Still, Marvel said it could explore creating Braille and audiotape versions of its comics, given its entry into mass-market book retailers such as Barnes & Noble, Waldenbooks and Borders.
Balancing Entertainment and Reality
To make Daredevil more realistic and help actors Ben Affleck and Scott Terra, who played the teenage Murdoch, simulate the gestures of a blind person, the movie's producers did hire motivational speaker and blind consultant Tom Sullivan.
While pleased with the emergence of Daredevil, some critics hope more realistic blind major characters will be seen in movies and TV shows where their disability will not be part of the main plot.
"What I would really like to see is a blind character in the movies and television just leading a normal life, where his blindness is not the whole center of attention, holding a job, and having fun, living a full life," said Zaborowski.
But is that realistic? It's difficult for blind TV or movie characters to ignore their handicap entirely, and a disability is an easy way for writers to engage their audience — even if it tends to be hackneyed.
"But you also have the question of whether or not a particular character was meant to be an accurate portrayal of a group to begin with," said Thompson.
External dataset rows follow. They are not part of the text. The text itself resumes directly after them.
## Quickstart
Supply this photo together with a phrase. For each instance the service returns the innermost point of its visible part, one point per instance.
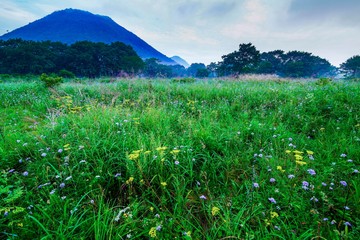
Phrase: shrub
(50, 81)
(66, 74)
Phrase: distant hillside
(72, 25)
(180, 61)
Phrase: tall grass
(213, 159)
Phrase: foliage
(50, 81)
(245, 60)
(209, 159)
(352, 66)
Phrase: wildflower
(305, 185)
(215, 211)
(347, 224)
(309, 152)
(203, 197)
(175, 151)
(280, 169)
(158, 228)
(296, 152)
(134, 156)
(274, 214)
(161, 149)
(152, 232)
(272, 200)
(311, 172)
(130, 180)
(314, 199)
(343, 183)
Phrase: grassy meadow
(168, 159)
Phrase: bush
(66, 74)
(50, 81)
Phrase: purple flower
(343, 183)
(305, 185)
(311, 172)
(272, 200)
(203, 197)
(347, 224)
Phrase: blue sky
(204, 30)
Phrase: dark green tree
(351, 66)
(245, 60)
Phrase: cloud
(331, 11)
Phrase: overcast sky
(204, 30)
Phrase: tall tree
(245, 60)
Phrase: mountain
(72, 25)
(180, 61)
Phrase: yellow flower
(301, 163)
(280, 168)
(215, 211)
(274, 214)
(309, 152)
(152, 232)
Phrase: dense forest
(90, 59)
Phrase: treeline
(90, 59)
(83, 59)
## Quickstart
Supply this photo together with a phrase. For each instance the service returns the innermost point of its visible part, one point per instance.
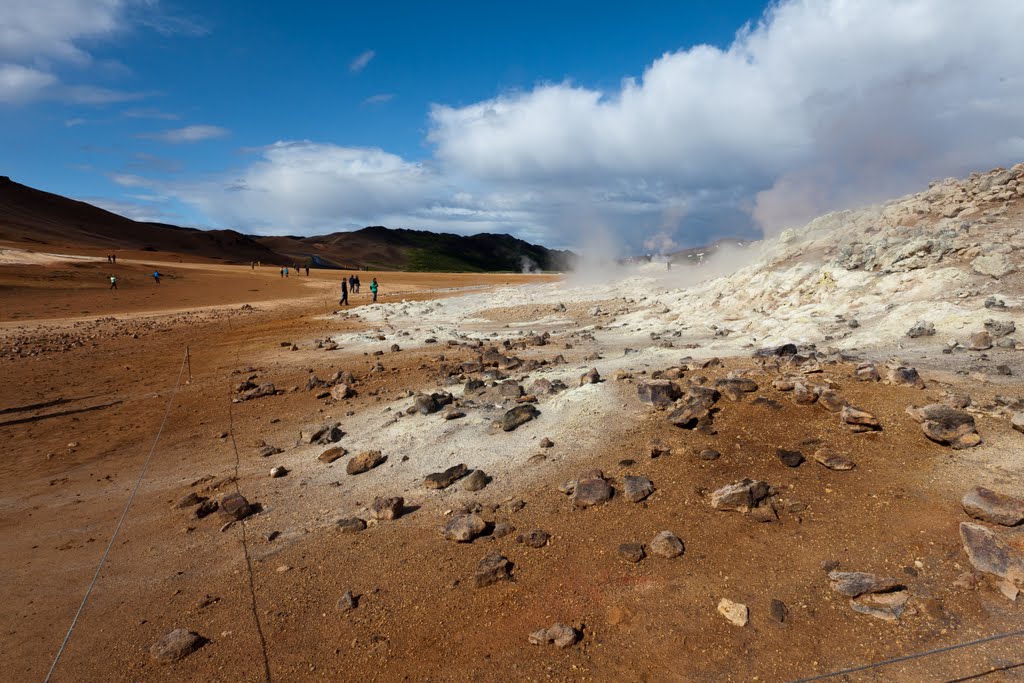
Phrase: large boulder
(365, 462)
(990, 506)
(740, 496)
(658, 392)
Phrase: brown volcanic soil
(66, 479)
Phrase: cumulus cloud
(304, 186)
(819, 104)
(187, 134)
(360, 61)
(18, 84)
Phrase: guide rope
(124, 513)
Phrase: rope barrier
(907, 657)
(245, 539)
(117, 529)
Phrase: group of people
(352, 285)
(285, 270)
(114, 279)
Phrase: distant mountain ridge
(34, 216)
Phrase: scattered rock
(946, 425)
(592, 491)
(735, 612)
(351, 525)
(902, 376)
(560, 635)
(387, 508)
(989, 553)
(476, 480)
(465, 527)
(921, 329)
(637, 488)
(740, 496)
(348, 602)
(322, 434)
(236, 506)
(790, 458)
(867, 372)
(833, 460)
(853, 584)
(998, 329)
(176, 645)
(989, 506)
(365, 462)
(658, 392)
(994, 265)
(445, 478)
(192, 499)
(537, 538)
(632, 552)
(493, 568)
(859, 420)
(332, 455)
(667, 544)
(517, 416)
(981, 341)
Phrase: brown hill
(29, 215)
(37, 217)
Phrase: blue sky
(646, 126)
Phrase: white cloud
(187, 134)
(832, 102)
(307, 187)
(360, 61)
(33, 29)
(18, 84)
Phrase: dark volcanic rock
(790, 458)
(632, 552)
(740, 496)
(476, 480)
(493, 568)
(517, 416)
(667, 544)
(351, 525)
(592, 491)
(445, 478)
(387, 508)
(365, 462)
(946, 425)
(657, 392)
(637, 488)
(236, 506)
(465, 527)
(989, 506)
(853, 584)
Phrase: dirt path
(67, 477)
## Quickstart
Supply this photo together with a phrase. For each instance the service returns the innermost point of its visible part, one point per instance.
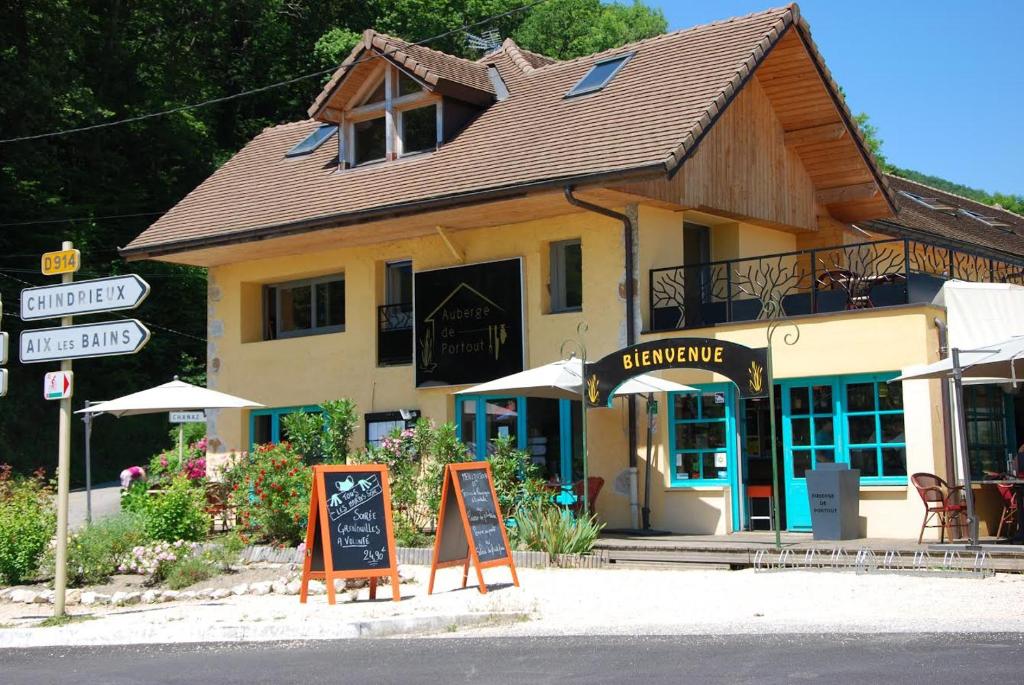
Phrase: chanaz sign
(745, 367)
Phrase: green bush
(177, 513)
(188, 571)
(545, 527)
(324, 437)
(269, 489)
(94, 552)
(28, 522)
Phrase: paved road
(105, 501)
(762, 659)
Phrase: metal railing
(835, 279)
(394, 334)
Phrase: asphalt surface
(904, 658)
(105, 502)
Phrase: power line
(79, 218)
(246, 93)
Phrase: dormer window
(392, 116)
(313, 140)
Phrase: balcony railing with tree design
(394, 334)
(837, 279)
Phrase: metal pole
(972, 520)
(64, 477)
(181, 445)
(774, 452)
(88, 464)
(651, 414)
(583, 421)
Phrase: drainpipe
(947, 434)
(631, 333)
(946, 415)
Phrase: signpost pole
(774, 452)
(64, 476)
(88, 464)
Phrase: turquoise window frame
(877, 380)
(481, 426)
(841, 432)
(730, 437)
(275, 415)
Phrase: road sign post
(64, 466)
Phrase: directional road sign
(82, 342)
(57, 384)
(83, 297)
(187, 417)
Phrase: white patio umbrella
(563, 380)
(174, 396)
(995, 362)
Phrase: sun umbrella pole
(181, 445)
(972, 519)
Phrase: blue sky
(943, 81)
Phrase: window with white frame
(304, 307)
(393, 117)
(566, 275)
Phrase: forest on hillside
(73, 63)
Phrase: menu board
(355, 511)
(349, 532)
(470, 527)
(481, 512)
(468, 323)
"But, no, it's not unreasonable to expect blind people or others with handicaps [on TV] to be placed in situations that are the same as they would encounter in the real world, where the show or storyline would not be about their particular handicap," he said. "In work environments, the people around them wouldn't normally focus on it. They'd just get used to it. … We should expect a more diverse portrayal, but things will never be shown in a utopian way."
And maybe, when it comes to portraying the blind, the best anyone can hope for is to widen the tunnel vision.